Single-procedure anatomic success rate, as predicted by the ML models. F2 scores and area under the receiver operating curve (AUROC) were used as primary metrics to compare models.
The best performing AutoML model (F2 score: 0.85; AUROC: 0.90; MATLAB), showed comparable performance to the custom model (0.92, 0.86) when trained on the balanced datasets. However, training the AutoML model with imbalanced data yielded misleadingly high AUROC (0.81) despite low F2-score (0.2) and sensitivity (0.17).
We demonstrated the feasibility of using AutoML as an accessible tool for medical professionals to develop models from clinical data. Such models can ultimately aid in the clinical decision-making, contributing to better patient outcomes. However, outcomes can be misleading or unreliable if used naively. Limitations exist, particularly if datasets contain missing variables or are highly imbalanced. Proper model selection and data preprocessing can improve the reliability of AutoML tools.
Proprietary or commercial disclosure may be found in the Footnotes and Disclosures at the end of this article.
自动机器学习(AutoML)已成为缺乏编码经验的医学专业人员的一种新型工具,使他们能够开发用于预测治疗结果的预测模型。本研究评估了AutoML工具在开发预测气性视网膜固定术(PR)治疗孔源性视网膜脱离(RRD)成功率模型方面的性能。然后将这些模型与机器学习(ML)专家创建的定制模型进行比较。
回顾性多中心研究。
2002年至2022年期间,6家培训医院的539例连续接受玻璃体视网膜专科医生进行PR治疗的原发性RRD患者。
我们使用了2个AutoML平台:MATLAB分类学习器和谷歌云AutoML。计算机科学家开发了其他模型。我们纳入了患者的人口统计学和基线特征,包括晶状体和黄斑状态、RRD大小、裂孔数量和位置、玻璃体出血和格子样变性的存在情况以及医生的经验。数据集被分为训练集(n = 483)和测试集(n = 56)。训练集以2:1的成功与失败比例用于训练MATLAB模型。由于谷歌云AutoML至少需要1000个样本,因此将训练集增加两倍以创建一个包含1449个数据点的新集。此外,使用Python创建了成功与失败比例为1:1的平衡数据集。

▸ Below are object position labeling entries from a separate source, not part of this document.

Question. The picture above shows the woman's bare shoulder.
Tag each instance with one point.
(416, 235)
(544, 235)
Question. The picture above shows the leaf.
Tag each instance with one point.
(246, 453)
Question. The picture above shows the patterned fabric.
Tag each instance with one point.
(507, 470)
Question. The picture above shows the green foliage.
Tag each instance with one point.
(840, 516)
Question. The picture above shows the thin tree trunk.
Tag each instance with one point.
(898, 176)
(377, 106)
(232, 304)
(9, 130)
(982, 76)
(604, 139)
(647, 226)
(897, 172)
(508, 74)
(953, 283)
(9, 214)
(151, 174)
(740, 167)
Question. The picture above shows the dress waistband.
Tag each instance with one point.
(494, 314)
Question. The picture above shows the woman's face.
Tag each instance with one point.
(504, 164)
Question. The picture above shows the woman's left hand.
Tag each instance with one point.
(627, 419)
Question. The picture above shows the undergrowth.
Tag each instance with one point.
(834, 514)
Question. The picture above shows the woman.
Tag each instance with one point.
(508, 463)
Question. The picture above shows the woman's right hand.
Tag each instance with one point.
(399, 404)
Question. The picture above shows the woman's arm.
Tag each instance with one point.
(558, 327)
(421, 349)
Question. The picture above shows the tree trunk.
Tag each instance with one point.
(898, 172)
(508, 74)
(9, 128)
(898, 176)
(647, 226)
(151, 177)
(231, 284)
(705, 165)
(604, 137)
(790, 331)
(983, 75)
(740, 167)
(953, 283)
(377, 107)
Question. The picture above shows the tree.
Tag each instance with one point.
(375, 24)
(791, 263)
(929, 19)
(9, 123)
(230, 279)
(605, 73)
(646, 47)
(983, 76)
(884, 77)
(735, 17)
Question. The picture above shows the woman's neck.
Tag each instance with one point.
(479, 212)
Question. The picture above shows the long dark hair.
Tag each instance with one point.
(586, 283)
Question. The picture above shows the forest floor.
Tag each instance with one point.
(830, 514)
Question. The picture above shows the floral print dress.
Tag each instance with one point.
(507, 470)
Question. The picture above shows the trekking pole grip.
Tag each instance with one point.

ML模型预测的单次手术解剖成功率。F2分数和受试者工作特征曲线下面积(AUROC)用作比较模型的主要指标。
表现最佳的AutoML模型(F2分数:0.85;AUROC:0.90;MATLAB)在平衡数据集上训练时,与定制模型(0.92,0.86)表现相当。然而,使用不平衡数据训练AutoML模型时,尽管F2分数低(0.2)和灵敏度低(0.17),但AUROC却高得出人意料(0.81)。
我们证明了使用AutoML作为医学专业人员从临床数据开发模型的一种可及工具的可行性。此类模型最终可有助于临床决策,为改善患者预后做出贡献。然而,如果盲目使用,结果可能会产生误导或不可靠。存在局限性,特别是如果数据集包含缺失变量或高度不平衡。正确的模型选择和数据预处理可以提高AutoML工具的可靠性。
在本文末尾的脚注和披露中可能会找到专有或商业披露信息。